Performance comparison between multi-task methods on Caltech 101 image dataset (polynomial kernel)

Fig. 9
figure 9

Performance comparison between multi-task methods on Caltech 256 image dataset (polynomial kernel)

After showing our experimental results, we then have an overview of the accuracy levels other researchers reported when they used Caltech 101 and 256 datasets in Table 2. As we can see, the SVM is applied with a specific feature extractor to evaluate the performance in these researches. We note that recently proposed ResFeats-152 \(+\) PCA-SVM achieves the best accuracy on both datasets. It uses deep neural network as an image feature extractor and then feeds the preprocessed feature vectors into the SVM. In contrast, the other methods are manually designed feature extractors. The Pyramid SIFT is a feature extractor based on SIFT. In a word, the main difference of above researches on Caltech datasets lies in the feature extraction method. Compared to previous results, the accuracy level of our methods is comparable to the other method on Caltech 101 dataset. Meanwhile, the accuracy level of our methods is better than the above methods in most cases. The comparison shows the effectiveness of our methods on Caltech datasets.

Table 2 The accuracy levels recently proposed image recognition methods obtained on Caltech 101 and 256 datasets
Fig. 10
figure 10

The effect of parameters \(\mu\) and \(\nu\) on the overall performance of MT-\(\nu\)-TWSVM II

Finally, to verify our hypothesis that recognizing images belongs to different subclasses but in a common category can be trained simultaneously, Fig. 10 shows the trend of mean accuracy with respect to the parameters \(\mu\) and \(\nu\) around the best parameters when the kernel parameters are fixed.
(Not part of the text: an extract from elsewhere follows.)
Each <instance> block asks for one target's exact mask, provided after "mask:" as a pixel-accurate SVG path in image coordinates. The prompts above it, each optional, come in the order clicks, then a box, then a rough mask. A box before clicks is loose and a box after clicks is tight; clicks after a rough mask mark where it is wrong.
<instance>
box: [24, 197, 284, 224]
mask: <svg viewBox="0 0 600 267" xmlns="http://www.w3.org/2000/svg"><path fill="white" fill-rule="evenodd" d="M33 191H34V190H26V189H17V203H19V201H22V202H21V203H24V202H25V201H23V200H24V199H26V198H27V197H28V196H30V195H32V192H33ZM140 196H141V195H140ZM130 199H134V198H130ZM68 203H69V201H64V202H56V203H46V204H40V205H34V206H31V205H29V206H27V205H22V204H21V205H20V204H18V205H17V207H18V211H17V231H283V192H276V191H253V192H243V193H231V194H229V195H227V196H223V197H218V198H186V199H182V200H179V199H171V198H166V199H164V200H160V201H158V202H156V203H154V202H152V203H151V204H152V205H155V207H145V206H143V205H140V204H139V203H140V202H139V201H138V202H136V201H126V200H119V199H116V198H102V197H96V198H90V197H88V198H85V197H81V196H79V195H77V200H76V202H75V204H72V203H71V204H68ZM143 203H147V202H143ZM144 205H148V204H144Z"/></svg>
The raw data come from the result of MT-\(\nu\)-TWSVM II on Caltech 256 image dataset with a RBF kernel function. According to this figure, we can directly know whether the performance is largely affected by the choice of \(\mu\) or \(\nu\). This figure indicates that the performance has strong correlation with the value of \(\mu\) rather than \(\nu\). Our model achieves the highest accuracy at a larger value of \(\mu\). According to the previous analysis of our model, it means all tasks share two mean hyperplanes and have high correlation. Thus, we should choose a larger parameter \(\mu\) in the range of [0, 1]. This result is in consistent with our hypothesis. It means the tasks selected from Caltech 256 dataset are related and should be learned jointly rather than separately. However, this is not the case on all the datasets. But we can find the relationships of all tasks according to this figure. Therefore, it provides a better way to choose the best parameters.
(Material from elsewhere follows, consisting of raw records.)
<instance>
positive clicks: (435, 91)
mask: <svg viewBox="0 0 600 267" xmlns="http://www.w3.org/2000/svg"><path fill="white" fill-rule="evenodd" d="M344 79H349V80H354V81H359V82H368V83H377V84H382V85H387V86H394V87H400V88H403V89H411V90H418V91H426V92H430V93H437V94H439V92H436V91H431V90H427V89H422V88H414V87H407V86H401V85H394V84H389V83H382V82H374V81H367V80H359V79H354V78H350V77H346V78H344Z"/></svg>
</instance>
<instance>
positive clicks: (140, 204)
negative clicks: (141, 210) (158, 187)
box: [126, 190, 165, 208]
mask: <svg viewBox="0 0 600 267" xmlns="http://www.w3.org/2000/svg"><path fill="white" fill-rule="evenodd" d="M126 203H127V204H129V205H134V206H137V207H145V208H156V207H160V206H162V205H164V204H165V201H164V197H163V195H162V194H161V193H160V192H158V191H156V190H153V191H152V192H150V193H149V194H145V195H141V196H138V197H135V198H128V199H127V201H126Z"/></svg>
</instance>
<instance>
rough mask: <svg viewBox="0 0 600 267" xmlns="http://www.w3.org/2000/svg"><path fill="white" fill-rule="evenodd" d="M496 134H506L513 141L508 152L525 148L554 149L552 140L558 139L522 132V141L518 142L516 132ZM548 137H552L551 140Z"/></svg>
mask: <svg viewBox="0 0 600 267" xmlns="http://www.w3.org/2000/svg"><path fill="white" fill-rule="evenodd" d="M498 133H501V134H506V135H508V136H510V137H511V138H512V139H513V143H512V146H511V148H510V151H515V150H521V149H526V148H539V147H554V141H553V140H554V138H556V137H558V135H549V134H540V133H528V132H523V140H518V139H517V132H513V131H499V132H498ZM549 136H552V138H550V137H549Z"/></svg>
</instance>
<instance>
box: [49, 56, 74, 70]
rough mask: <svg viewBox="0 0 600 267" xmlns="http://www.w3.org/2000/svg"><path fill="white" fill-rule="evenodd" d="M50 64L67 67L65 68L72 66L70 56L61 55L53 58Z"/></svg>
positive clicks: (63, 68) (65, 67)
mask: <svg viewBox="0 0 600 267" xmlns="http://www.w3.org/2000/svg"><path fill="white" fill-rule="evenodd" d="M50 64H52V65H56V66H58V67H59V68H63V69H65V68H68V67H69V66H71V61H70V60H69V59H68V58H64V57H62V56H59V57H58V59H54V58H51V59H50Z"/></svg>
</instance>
7 Conclusion and future work

In this paper, we propose two novel multi-task classifiers, termed as MT-\(\nu\)-TWSVM I and II, which are natural extension of \(\nu\)-TWSVM in multi-task learning. Both models inherit the merits of \(\nu\)-TWSVM and multi-task learning. Our analysis shows that both models share similar properties with \(\nu\)-TWSVM. The main difference lies in the two Hessian matrices, which model the personality and commonality of all tasks. Unlike original \(\nu\)-TWSVM, it is the fraction of support vectors of the common task that can be bounded by parameter \(\nu\). It overcomes the shortage of DMTSVM and MTCTSVM. The multi-task relationship can be modeled from completely irrelevant to fully relevant in the second model. Therefore, it is more flexible. Experimental results on three benchmark datasets and two image datasets demonstrate the effectiveness and efficiency of our algorithms. Meanwhile, the accuracy levels other researchers obtained on these two image datasets are also discussed. This comparison also clearly confirms that our proposed methods are powerful and consistently outperform the other image classification algorithms.

Finally, our future work will focus on speeding up the training process of multi-task SVM and TWSVMs on large datasets.